Algérie: Le projet de loi électorale prévoit des solutions efficaces pour l'éradication de la corruption

Alger — Le ministre de la Communication, Porte-parole du gouvernement, Ammar Belhimer, a indiqué jeudi que la mouture de l'avant-projet de loi organique portant régime électoral prévoyait des "solutions efficaces pour l'éradication de la corruption qui a entaché la réputation de l'Algérie".

Dans un entretien au site d'information en ligne "DZ 54", M. Belhimer a précisé que la mouture comportait des "solutions efficaces pour l'éradication de la corruption qui a entaché la réputation de l'Algérie et miné le rendement de ses institutions, y compris les institutions élues qui ont usé d'argent sale et de corruption pour acheter des voix et les consciences et écarter les compétences intègres".
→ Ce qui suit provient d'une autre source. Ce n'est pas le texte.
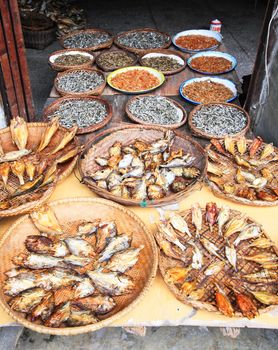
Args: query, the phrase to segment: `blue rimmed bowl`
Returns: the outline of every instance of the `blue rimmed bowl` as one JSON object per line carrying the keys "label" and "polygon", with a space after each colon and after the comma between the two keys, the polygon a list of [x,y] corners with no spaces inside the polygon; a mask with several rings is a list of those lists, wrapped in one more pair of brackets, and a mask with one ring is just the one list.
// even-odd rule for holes
{"label": "blue rimmed bowl", "polygon": [[231,101],[235,100],[238,96],[236,86],[231,80],[218,78],[218,77],[203,77],[203,78],[188,79],[188,80],[184,81],[183,83],[181,83],[180,89],[179,89],[181,97],[184,98],[187,102],[193,103],[194,105],[201,104],[201,102],[199,102],[199,101],[194,101],[194,100],[191,100],[190,98],[186,97],[183,93],[184,88],[186,88],[188,85],[190,85],[191,83],[201,82],[201,81],[212,81],[215,83],[222,84],[225,87],[227,87],[228,89],[230,89],[231,92],[233,93],[233,97],[231,97],[230,99],[228,99],[226,101],[213,101],[213,102],[231,102]]}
Passant en revue les principales règles relatives au financement de la campagne électorale, il a fait savoir qu'en vertu d'un article de l'avant-projet de loi, les ressources de financement sont limitées à la contribution des partis politiques, à l'apport personnel du candidat, aux dons en numéraire ou en nature provenant de citoyens, aux aides éventuelles que peut accorder l'Etat aux jeunes candidats et au remboursement d'une partie des dépenses de campagne que peut accorder l'Etat.

Des mesures qui se veulent de "puissants garde-fous" pour la moralisation de l'acte politique, a-t-il dit, ajoutant que le nouvel article relatif à l'adoption de la "liste ouverte", qui permet à l'électeur de choisir un candidat ou des candidats selon son ordre de préférence, participait aussi de la lutte contre le phénomène de la corruption électorale.

Le ministre a également évoqué la notion de "discrimination positive" adoptée au profit de la femme et des jeunes et consacrée par le principe d'équité hommes-femmes au sein des assemblées élues, avec un quota d'au moins un tiers des sièges réservé aux jeunes de moins de 35 ans.

Dans un autre registre, le Porte-parole du gouvernement a nié l'existence d'un quelconque "conflit autour du pouvoir" en Algérie, en ce sens que "c'est le pouvoir qui combat les ennemis et mène une course contre la montre pour édifier une nouvelle Algérie, novembriste d'esprit et démocratique dans la démarche".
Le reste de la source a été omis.